This week I started making my Christmas cookies oh, I know on television they call them holiday cookies but to me they will always be Christmas cookies. I make all of the cutouts and keep them out back where it is cold.
Each time I dig out the cookie cutters I think about grandma. Many of the cutters I use regularly came from her collection. This year I used grandma's old-fashioned recipe. The original recipe called for lard, but I substitute a combination of butter and margarine. The shortening goes into this recipe melted.
When my granddaughter and grandson came home from school we dug in. Right away my granddaughter noticed that these cutouts were a little more difficult to handle. We had to add flour before doing any rolling.
I rolled out the first tray and cut them so I could give instructions about the process. My granddaughter took over from there. She is really very good at the process.

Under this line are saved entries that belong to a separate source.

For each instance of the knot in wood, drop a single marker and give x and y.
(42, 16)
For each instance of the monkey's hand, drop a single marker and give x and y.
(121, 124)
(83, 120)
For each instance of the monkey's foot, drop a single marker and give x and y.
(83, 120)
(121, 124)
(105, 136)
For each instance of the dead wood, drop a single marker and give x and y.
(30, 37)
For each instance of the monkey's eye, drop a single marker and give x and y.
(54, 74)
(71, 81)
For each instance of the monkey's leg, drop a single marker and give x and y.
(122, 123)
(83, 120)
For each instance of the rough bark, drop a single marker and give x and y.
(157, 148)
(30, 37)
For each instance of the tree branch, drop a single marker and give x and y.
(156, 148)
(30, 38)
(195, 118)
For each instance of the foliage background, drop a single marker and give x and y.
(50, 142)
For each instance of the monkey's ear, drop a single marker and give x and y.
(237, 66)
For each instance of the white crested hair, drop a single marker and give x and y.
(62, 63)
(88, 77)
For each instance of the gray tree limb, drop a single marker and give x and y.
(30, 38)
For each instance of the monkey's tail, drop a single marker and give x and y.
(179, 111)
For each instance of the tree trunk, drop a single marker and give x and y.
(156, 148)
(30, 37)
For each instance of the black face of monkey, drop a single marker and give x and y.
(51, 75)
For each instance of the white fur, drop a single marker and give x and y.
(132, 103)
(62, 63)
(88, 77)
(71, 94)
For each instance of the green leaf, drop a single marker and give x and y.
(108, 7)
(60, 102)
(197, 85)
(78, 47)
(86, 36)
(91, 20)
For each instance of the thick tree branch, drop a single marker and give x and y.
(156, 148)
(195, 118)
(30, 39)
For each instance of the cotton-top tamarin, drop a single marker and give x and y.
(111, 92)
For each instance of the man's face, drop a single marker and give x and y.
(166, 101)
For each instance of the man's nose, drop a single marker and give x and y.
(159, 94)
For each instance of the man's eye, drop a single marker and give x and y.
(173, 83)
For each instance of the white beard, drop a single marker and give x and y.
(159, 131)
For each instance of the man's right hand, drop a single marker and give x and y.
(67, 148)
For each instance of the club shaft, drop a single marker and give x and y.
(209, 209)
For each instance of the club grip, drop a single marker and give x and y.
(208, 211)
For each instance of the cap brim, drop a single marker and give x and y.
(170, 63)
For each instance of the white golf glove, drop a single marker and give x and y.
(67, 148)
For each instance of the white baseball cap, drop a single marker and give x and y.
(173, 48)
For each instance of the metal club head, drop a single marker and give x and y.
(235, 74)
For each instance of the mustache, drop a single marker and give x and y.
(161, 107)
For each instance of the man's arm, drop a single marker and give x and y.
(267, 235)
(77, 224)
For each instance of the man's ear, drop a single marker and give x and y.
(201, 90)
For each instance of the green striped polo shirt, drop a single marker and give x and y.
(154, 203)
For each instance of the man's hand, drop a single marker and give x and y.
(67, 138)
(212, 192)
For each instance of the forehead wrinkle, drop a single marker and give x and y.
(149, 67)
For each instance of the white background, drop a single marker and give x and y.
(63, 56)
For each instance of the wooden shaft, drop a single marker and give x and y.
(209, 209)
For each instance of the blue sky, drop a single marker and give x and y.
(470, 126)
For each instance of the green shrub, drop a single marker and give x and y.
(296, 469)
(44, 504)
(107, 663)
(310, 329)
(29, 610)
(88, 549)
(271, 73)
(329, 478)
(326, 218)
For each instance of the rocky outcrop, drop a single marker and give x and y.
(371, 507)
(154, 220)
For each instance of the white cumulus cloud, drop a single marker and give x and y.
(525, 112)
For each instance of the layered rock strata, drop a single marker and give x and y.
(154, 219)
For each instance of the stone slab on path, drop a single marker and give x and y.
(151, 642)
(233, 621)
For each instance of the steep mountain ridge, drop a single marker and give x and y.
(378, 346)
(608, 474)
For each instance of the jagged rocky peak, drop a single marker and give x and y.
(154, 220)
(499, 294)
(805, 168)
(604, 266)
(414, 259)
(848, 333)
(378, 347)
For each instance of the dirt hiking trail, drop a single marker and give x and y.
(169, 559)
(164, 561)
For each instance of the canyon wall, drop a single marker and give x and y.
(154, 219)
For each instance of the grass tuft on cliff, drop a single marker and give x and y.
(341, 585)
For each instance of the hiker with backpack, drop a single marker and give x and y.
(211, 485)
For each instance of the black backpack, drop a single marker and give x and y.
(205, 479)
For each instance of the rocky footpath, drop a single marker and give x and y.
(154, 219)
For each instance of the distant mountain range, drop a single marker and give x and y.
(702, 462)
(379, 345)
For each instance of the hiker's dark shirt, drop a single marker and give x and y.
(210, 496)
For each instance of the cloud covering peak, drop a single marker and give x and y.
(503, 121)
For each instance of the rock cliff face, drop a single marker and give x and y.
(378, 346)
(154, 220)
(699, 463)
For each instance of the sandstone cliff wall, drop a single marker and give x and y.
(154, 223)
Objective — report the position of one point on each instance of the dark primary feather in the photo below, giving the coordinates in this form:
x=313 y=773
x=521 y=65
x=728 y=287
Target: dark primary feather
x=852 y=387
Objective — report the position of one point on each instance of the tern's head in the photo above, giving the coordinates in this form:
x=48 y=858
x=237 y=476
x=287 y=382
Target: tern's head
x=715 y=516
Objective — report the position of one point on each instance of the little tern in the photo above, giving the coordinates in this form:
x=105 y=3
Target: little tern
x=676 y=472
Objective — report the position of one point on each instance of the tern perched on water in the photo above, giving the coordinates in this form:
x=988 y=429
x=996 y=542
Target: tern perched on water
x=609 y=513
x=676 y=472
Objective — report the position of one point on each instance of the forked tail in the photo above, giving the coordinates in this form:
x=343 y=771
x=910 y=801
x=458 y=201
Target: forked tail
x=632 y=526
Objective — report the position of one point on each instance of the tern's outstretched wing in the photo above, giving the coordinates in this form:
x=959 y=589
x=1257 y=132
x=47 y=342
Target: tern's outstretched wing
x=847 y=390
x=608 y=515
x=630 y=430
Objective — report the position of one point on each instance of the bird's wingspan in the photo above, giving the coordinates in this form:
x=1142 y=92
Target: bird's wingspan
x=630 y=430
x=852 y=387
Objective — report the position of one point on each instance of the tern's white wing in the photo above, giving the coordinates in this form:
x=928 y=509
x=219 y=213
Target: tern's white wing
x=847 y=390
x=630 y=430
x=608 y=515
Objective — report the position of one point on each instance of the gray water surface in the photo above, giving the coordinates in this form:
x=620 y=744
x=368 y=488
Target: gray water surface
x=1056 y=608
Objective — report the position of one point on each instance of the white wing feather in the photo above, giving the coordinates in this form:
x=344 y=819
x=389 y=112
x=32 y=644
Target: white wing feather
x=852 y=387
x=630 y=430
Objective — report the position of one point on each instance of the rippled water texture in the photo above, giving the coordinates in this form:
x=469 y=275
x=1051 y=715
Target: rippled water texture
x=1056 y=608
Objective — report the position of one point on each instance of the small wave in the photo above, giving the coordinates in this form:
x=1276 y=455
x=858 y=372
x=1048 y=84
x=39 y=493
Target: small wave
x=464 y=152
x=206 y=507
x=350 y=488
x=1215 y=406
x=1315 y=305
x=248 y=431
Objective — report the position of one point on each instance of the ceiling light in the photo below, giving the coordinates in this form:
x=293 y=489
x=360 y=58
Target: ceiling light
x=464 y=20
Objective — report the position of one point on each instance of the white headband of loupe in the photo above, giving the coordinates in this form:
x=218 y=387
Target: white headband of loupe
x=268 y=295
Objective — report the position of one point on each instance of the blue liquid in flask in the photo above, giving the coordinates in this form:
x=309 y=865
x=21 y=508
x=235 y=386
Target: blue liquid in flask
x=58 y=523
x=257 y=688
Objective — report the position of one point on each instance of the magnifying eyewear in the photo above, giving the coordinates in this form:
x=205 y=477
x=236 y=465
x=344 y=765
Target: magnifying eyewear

I remember when we were making cookies to enter in the fair. She was only about seven years old and she completely floored me when she took over the rolling and cutting. At fifteen she is quite adept at it. I did have to finish the last couple pans because mother came to pick them up.
Next week we do the gingerbread men. That dough has to set before it can be rolled out. The recipe I use came from my great-grandmother. I never knew her since she died when my mother and her siblings were quite young.
The first time I tried this recipe I was living in an apartment, but was not married. Before I moved from Grandma's house I copied the recipes that I really wanted to keep. When I started to mix up the batter I noticed right away that there was no flour listed! I knew my grandmother used flour in these cookies so I made a phone call to check on this.
Grandma told me she did use flour, but she had absolutely no idea how much she used. Her baking was by feel and look. I tried to get grandma to give me a ball park figure. By that time I had baked quite a bit so I had a fair idea what the dough should be like. My cookies came out just fine so I made a note about the amount of flour I added.
One day as it gets closer to Christmas we will have a cookie decorating day. Usually we just frost them with a simple butter frosting and sprinkle them with colored sugar and sprinkles. It is too much trouble to decorate them with a cake decorator because they disappear so quickly.
If I make no other cookies the family will be happy. When they think of Christmas cookies they really mean the cutouts.
Our family celebrates on Christmas Eve that is a vestige from the years that my husband had cows to milk. He always said that Christmas Eve in the barn was a special time. They had a radio and the Christmas carols flowed freely. As the children got older they joined him at the barn, but when they were small it was my job to keep them occupied until Santa came.
Santa visited Hickory Heights early. One year my husband took some sleigh bells and ran around the house ringing them. Unfortunately he wiped out somewhere out back and got pretty muddy. He snuck in the back door and called me to get him some clean clothes.
In those days he read The Night before Christmas to the children. That was my cue to dig out the Santa things.
We still celebrate on Christmas Eve. First, we go to the early candlelight service at our church, then, everyone comes to Hickory Heights. We eat our holiday meal then we open gifts. Even what we eat is a family tradition. We have ham and korv. We also have rice pudding and potato salad. A salad or just plain fruit and raw vegetables round out the meal.
After the gifts we have peppermint stick ice cream and cookies. We used to get ice cream with a shape in the middle, but when those disappeared we switched to the peppermint stick. This year I think I might make my own in my little ice cream maker. If I do I will also make eggnog ice cream. The first time we had that was at The Creamery at Penn State.
Last year my grandson saw that flavor on the menu and asked to try it. He really liked it. This year I already made one batch of eggnog ice cream using just commercial eggnog, but I do have a recipe to make my own eggnog.
No matter what we have to eat the most important thing of all is that the family is together. When the family gets to talking about the old times I get to wondering where I was and how I missed some of the things that they remember. It gets to be rather a silly time.
When we went to Amish country for the Christmas season we learned a new game. Everyone sits around the table. The host or hostess reads a story that has the words "right" and "left" repeated many times. Each person has a small package to pass. The packages go right when the host says right and left when the host says left. It was a lot of fun.
We were told that the stories were on line so I went looking. I copied off several so that we can play the game on Christmas Eve. At church last week one family told me they also were going to try this game. I hope they had fun.